In Reply to: The spring.. posted by Lynnette

Lynnette,

I've had just enough exposure to research results regarding hunting practices of pre-contact people in the Central and Northern Rockies to be dangerous, but I will still offer a few thoughts.

There are remnant game-drive walls still visible along today's Trail Ridge Road in Rocky Mountain National Park, that were used to channel bighorn sheep, elk, or both toward waiting hunters. I've heard Dr. Larry Loendorf describe the creative system developed by the Crow to channel and direct bison to buffalo jumps or groups of waiting hunters. (It was a remarkable use of intense understanding of bison perception and the poor vision of bison to minimize the need for game-drive stations and participating personnel.)

It is not difficult to imagine bison having used the area you traversed to gain shelter from harsh weather and concealment from predators. Pre-history hunters would have known that bison would have to leave the gulleys periodically to forage and visit the spring. The gulleys may have been used as de facto game-drive walls, but the remaining question is exactly how the killing was accomplished. Atlatls and obsidian knives are likely possibilities, but I still have questions about the logistics of the hunt.
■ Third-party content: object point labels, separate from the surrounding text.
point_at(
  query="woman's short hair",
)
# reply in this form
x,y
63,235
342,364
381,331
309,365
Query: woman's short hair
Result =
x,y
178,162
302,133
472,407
The Tukudika (AKA Sheepeaters) or Mountain Shoshone were forced to retreat into the remote mountains near today's Dubois, Wyoming in the mid-1800s by the encroachment of European in-migration. With an understanding of sheep behavior, similar to that exhibited by the Crow regarding bison, the Tukudika developed very creative sheep-drive systems that took advantage of bighorn tendencies to flee upwards toward the safety of rocky areas when threatened. The Tukudika also used a minimalist strategy to deploy personnel at sheep-drive stations. When the fleeing sheep finally crested the ridgeline, they found themselves forced via fencing into a steadily narrowing corral that proceeded down the other side of the ridge. Eventually, they would find themselves in a tight space, where waiting hunters would deliver a killing blow with a club to their head. I have visited one of these sites, and thanks to its relative newness, one can still see most of the system components, although the fencing along the ridgeline is pretty much gone. I find myself wondering if pre-history people at Hudson-Meng developed something similar to hunt bison, but tailored to the unique nature of the quarry.

Another possible method, depending on what the ground underlying the spring is like, would simply be to drive the bison into the spring, where they would get "stuck in the mud". Of course, dragging a bison carcass out of the spring might have been a rather difficult task.

I'm just glad that our society is preserving these sites, and not getting overly enthusiastic about going through everything. Who knows what enhanced capabilities and technologies will be available to us in the coming centuries?

Thanks for posting this very entertaining trip report. You got some great photos, and I very much appreciate your sharing them with us!